If you expect tax changes at some point under President Biden, multi-year planning with stock comp would focus on known dates for future restricted stock/RSU vesting and creating a strategy for when to exercise stock options.

Given the very low interest rates on money saved in the bank that you could apply to paying taxes, an article by CPA and financial advisor Craig Richards of Fiduciary Trust Company International raises the question of whether “it may be worth taking the chance” to accelerate income into this year if you are concerned about higher future taxes.

Jonathan Gassman, a CPA and the CEO/founder of accounting and wealth management firm Gassman Financial Group (New York), emphasized to me that financial planning is very client- and fact-specific. “The election results have not changed my multi-year planning,” he explained. “Our theme for most clients continues to be: accelerate income and accelerate charitable contributions of highly appreciated stock to get the deductions this year as they could be curtailed.”
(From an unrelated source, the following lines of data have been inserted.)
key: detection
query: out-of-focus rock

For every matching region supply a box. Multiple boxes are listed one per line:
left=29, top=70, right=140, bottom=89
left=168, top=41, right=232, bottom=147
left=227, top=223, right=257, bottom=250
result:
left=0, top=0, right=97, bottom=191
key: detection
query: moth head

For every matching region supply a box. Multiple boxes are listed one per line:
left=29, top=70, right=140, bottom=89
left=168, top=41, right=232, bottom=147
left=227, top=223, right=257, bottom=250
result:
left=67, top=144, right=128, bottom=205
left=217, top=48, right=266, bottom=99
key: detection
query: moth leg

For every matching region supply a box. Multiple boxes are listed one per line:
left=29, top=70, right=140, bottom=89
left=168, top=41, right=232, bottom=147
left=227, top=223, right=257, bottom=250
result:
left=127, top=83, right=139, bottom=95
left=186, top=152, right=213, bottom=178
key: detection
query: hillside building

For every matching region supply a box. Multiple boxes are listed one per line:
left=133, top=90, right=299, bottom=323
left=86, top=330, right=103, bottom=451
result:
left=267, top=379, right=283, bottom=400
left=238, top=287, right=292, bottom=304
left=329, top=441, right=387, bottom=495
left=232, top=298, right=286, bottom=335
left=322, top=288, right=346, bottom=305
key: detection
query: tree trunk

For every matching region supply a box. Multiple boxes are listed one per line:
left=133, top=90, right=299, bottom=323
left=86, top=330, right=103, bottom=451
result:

He still thinks that taxes will be going up at some point, if not in 2021 then in the next few years. This view is shared by some of the other financial, tax, and legal advisors I reached out to. With this prediction in mind, multi-year planning with stock comp would focus on known dates for future restricted stock/RSU vesting and creating a strategy for when to exercise stock options.

Randy Joseph, a CPA with the tax-advisory firm Joseph & Hetrick (Seattle), also takes a multi-year-planning approach that goes beyond what tax rates might be in 2021. “We are cautiously discussing accelerating income and discussing the fact that no one knows what will happen. It’s such a crap shoot.”
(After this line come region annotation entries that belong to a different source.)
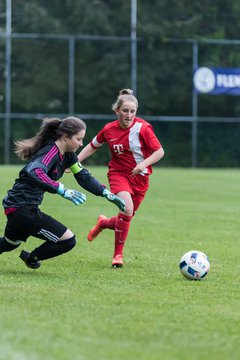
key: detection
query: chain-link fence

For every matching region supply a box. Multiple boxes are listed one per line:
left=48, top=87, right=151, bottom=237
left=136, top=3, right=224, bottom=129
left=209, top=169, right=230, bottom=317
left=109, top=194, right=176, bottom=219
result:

Joseph M. Schmerling, a financial advisor and CPA with Schmerling Financial Group (Jenkintown, PA, and Silver Spring, MD), explained to me that year-end tax planning 2020 is different for many reasons. These include not just the tax proposals of President-Elect Joe Biden but also the impact of Covid-19.

“Our approach is to get ahead of disruptions by reviewing our clients plans and stress test the possible outcomes. Ultimately, we are looking for solutions that make sense even within the current fiscal environment,” he said.  “We are not willing to derail the financial progress we’ve made on speculation.”

Estate And Gift Planning For Company Stock

By making gifts of stock before the end of 2020, you will definitely lock in the current historically high lifetime gift-tax exemption.

The lifetime exemption amount for gift, estate, and generation-skipping transfer taxes increased in 2020 to $11.58 million per person ($23.16 million for married couples). Lauren Galbraith, an attorney with the law firm Farella Braun + Martel in California, explained in a pre-election article at myStockOptions that by making gifts now, you can lock in the current amount of the exemption, which may shrink in 2026 to about half those amounts—or perhaps even sooner, depending on voting results (see Estate Tax Planning For Large Company Stock Holdings: Four Tips For Using Record-High Lifetime Exemptions).

Now, after the election, she told me this change is probably not coming in 2021. “I do think that the urgency has fizzled and estate and gift tax changes effective retroactive to January 1, 2021, at this point seem highly improbable. Those who are on the margins in terms of whether they want to make significant gifts now may be best advised to hold off and take a wait-and-see approach.”

Bob Keepler, a CPA with the tax advisory firm Keebler & Associates (Green Bay, WI), calculates using basic probability a 25% chance (i.e. 50% x 50%) that the Democrats could take control of the Senate after the Georgia runoff elections. Rather than trying to “see through the fog,” his wealthy clients with substantial assets are going forward and still making gifts to reduce the size of their estates.

He believes that if tax changes do not happen in 2021, they may still occur after the mid-term elections in 2022, as 21 of the 34 Senators up for re-election are Republican. At the very least, he observes, the current tax laws will sunset at the end of 2025.